I don’t know whether those first 8 days were harder on my parents or me. I mean, physically it was the easiest time of my life. I was fed my medication twice a day, got to pick what food I wanted, played a lot of cards, and met some people who almost seemed to be able to empathize with me. I was the youngest one there by at least 10 years, which was scary at first but they all seemed to like to take on the parental role. I’m sure most of them hadn’t been given a chance to care for someone else in a long time. I was more than willing to be that person.
But, despite what I thought at the time and probably what a lot of other people thought too, I made it. I walked through darker-than-black days and came out stronger. And now I sit here in my bunk bed at a respected University seemingly talking about the old times.
I still struggle daily with my depression about my past, my concern about my present, and my confusion and fear about my future. But I also smile. I go to class. I write boring essays about politics. I go to parties. I hold hands with nice boy that likes me back. I have friends that I call to gossip with. I do things that “normal” 19-year-olds do. And less than a year ago I was sitting in a lockdown psychiatric ward wondering why I couldn’t just be dead already.

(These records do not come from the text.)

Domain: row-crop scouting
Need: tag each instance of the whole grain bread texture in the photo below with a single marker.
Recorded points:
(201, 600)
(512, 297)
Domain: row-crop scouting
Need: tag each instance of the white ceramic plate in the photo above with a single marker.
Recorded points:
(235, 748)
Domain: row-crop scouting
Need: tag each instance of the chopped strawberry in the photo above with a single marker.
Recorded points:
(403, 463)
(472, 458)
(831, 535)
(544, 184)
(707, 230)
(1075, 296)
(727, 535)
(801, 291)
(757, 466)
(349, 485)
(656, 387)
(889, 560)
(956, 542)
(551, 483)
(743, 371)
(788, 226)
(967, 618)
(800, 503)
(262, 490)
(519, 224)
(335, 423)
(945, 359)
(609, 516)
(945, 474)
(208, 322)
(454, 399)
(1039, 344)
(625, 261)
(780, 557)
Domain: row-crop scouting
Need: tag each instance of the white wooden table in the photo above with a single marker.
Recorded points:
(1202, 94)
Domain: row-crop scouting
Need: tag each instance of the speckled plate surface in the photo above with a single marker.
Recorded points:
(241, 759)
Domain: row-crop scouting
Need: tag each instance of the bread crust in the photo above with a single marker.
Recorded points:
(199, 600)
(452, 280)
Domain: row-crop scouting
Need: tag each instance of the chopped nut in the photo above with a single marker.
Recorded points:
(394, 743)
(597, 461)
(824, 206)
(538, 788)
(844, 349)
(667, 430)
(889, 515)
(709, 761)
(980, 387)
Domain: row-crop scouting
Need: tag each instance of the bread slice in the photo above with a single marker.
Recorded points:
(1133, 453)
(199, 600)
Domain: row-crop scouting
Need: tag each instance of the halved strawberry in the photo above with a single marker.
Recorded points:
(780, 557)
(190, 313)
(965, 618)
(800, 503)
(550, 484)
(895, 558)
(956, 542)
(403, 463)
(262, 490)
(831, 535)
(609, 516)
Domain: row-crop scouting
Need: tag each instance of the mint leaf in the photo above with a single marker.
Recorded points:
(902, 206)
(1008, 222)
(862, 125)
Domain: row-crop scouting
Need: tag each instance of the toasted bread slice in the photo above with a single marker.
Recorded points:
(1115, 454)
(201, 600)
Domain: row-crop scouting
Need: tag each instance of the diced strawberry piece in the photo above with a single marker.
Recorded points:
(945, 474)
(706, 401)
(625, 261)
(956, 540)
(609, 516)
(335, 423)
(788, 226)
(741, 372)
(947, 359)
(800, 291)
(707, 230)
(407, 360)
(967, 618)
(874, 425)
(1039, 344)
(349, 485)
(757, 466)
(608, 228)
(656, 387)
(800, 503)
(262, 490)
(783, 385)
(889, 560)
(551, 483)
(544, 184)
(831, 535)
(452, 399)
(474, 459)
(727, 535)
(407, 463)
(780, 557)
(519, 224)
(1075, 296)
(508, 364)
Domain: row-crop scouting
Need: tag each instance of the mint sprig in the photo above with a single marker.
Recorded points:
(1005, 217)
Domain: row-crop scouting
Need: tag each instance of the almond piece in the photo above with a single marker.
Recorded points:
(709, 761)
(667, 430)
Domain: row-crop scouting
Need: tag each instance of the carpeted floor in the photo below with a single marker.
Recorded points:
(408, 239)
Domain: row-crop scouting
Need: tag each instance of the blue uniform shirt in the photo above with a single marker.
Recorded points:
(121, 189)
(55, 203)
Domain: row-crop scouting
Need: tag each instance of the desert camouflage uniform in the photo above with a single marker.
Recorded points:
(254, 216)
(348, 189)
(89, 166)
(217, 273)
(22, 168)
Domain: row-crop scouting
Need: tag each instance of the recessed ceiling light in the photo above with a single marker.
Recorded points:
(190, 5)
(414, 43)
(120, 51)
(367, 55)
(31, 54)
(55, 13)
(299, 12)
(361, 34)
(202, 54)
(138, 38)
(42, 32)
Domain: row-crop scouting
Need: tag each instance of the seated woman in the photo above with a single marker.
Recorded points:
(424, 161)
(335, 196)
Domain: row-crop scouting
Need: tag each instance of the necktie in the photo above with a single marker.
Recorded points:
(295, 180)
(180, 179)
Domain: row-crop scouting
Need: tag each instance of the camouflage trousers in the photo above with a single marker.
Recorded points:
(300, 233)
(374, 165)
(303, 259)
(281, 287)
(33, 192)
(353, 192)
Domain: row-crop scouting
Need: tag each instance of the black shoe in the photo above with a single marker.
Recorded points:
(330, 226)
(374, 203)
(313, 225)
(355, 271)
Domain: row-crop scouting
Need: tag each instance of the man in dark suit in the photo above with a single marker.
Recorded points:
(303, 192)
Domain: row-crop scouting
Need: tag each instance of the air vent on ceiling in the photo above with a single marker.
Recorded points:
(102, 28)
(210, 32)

I think that my story is rather propelling evidence why you should really, truly never give up. I’m certainly not saying that I’m cured. I still cry and worry and get scared sometimes. But I also play Frisbee in the sun and have my summer with my best friends all planned out.
I do not pity myself or want pity from other people. I simply want everyone to know that things can get really, really tough right when you least expect it. And sometimes you are going to want to give up and stop fighting because you see no end to the pain. But good things can come out of even the worst situations. I created the thickest “who cares about me enough to stay” filter and found the greatest people in the world. I realize now that people fight battles you may never know about or understand. I’m a stronger, more compassionate, more grateful person than I ever thought I could be. I used to cry over things like my 8th grade crush didn’t like me. Now I can hold my head high and believe everything happens for a reason even after my best friend passes away. I also learned that simply because you have a disability like bipolar or bulimia does not in the least make you a weak person. And taking medication isn’t for the feeble. Sometimes you need help and being afraid to ask for it is the only thing that makes you weak. Asking for help shows strength, courage, and heart. And learning to deal with the cards you’re dealt, no matter how seemingly unlucky, is what life is all about.